A BIOLOGICAL science expert believes the future of the Brixton Street Wetlands could be severely threatened by nearby industrial development.
University of Western Australia emeritus professor Hans Lambers has studied Alison Baird Reserve, part of the greater Brixton Street wetlands area, since he first moved to Perth in 1998.
He believes the “world class” wetlands are more ecologically diverse than any area in the Swan Coastal Plain.
The Great Cocky Count 2018 established the wetlands were home to the fourth-largest roost of forest red-tailed black cockatoos in the Perth-Peel region.
Prof Lambers said the wetlands were one of the most concentrated global biodiversity hotspots in the world.
“When you look at the number of rare species, threatened species and density of species there, the wetlands are second to none in Perth,” he said.
“The whole of the South West is recognised as a biodiversity hotspot and the Perth metropolitan area is one of four areas which jumps out, with that focus mainly on the wetlands.
“Alison Baird Reserve is only 35ha, but there’s 400 native plant species there and to put that in perspective, that’s about a quarter of what you will find in England.”
The wetlands are in close proximity to the City of Gosnells’ Maddington Kenwick Strategic Employment Area (MKSEA).
Linc Property are currently developing precinct 3A of the MKSEA, bound by Coldwell Road, Grove Road, Brook Road, Bickley Road and the Roe Highway.
Prof Lambers stressed he was not against development in the area, but feared the current development would damage the wetlands.
“If you develop areas there for light industry that’s fine, but you must do that in a responsible and sustainable manner,” he said.
“The Environment Protection Agency approved it on the understanding it would be developed according to those principals.
“If you talk to every hydrologist in town who actually knows what he is talking about, you will hear it is not being developed according to those principals.”
Prof Lambers said the wetlands’ hydrology was complicated and disturbing it could have a disastrous, knock-on effect.
“The water on the northern side of Crystal Brook is not in ready equilibrium with the southern side, although it’s a kilometre or two away and while the northern side water is very fresh, the southern side is fairly saline,” he said.
“We’ve got 20 priority species, including some declared rare flora species, and they are there largely because of the complex hydrology.”
A Linc Property statement said they were committed to responsibly managing the environment and were wary of impacting the wetlands.
“Linc Property has developed, submitted and received approvals for a Local Water Management Strategy and an Urban Water Management Plan (UWMP) for the site,” it said.
“Linc engaged with all key environmental stakeholders to develop a wide range of Water Sensitive Urban Design strategies that have been incorporated.”

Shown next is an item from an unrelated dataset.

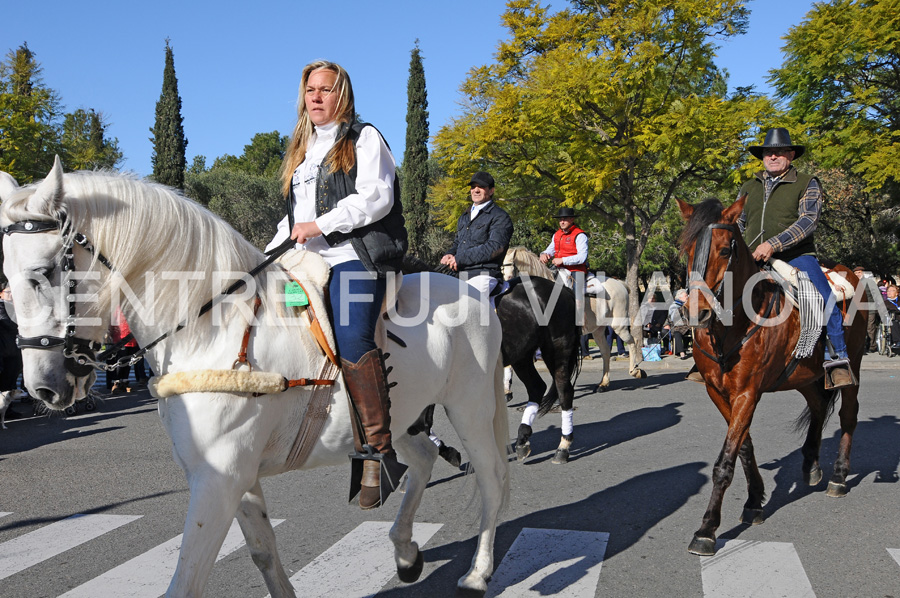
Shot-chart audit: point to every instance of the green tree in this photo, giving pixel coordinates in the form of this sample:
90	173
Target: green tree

The statement also said a conservation strategy to ensure the future of the cockatoo roost was awaiting approval from the Department of Environment and Energy.
“Linc believes its project is an opportunity to support the forest red-tailed black cockatoo population in the region and is seeking to work with community groups and the government to deliver better long-term habitat,” it said.
City of Gosnells chief executive Ian Cowie said the City fully appreciated the wetlands’ importance and were committed to its preservation.
“Planning for the Maddington Kenwick Strategic Employment Area (MKSEA) is fully cognisant of the need to ensure no disturbance that would negatively impact on the wetlands’ preservation,” he said.
“The research and planning processes for MKSEA have been, and continue to be, painstakingly methodical in order to ensure that all environmental aspects are considered and accommodated along the way.”
Mr Cowie said the development, subject to appropriate controls, would not negatively affect the wetlands and confirmed the plans applied the principles of Water Sensitive Urban Design.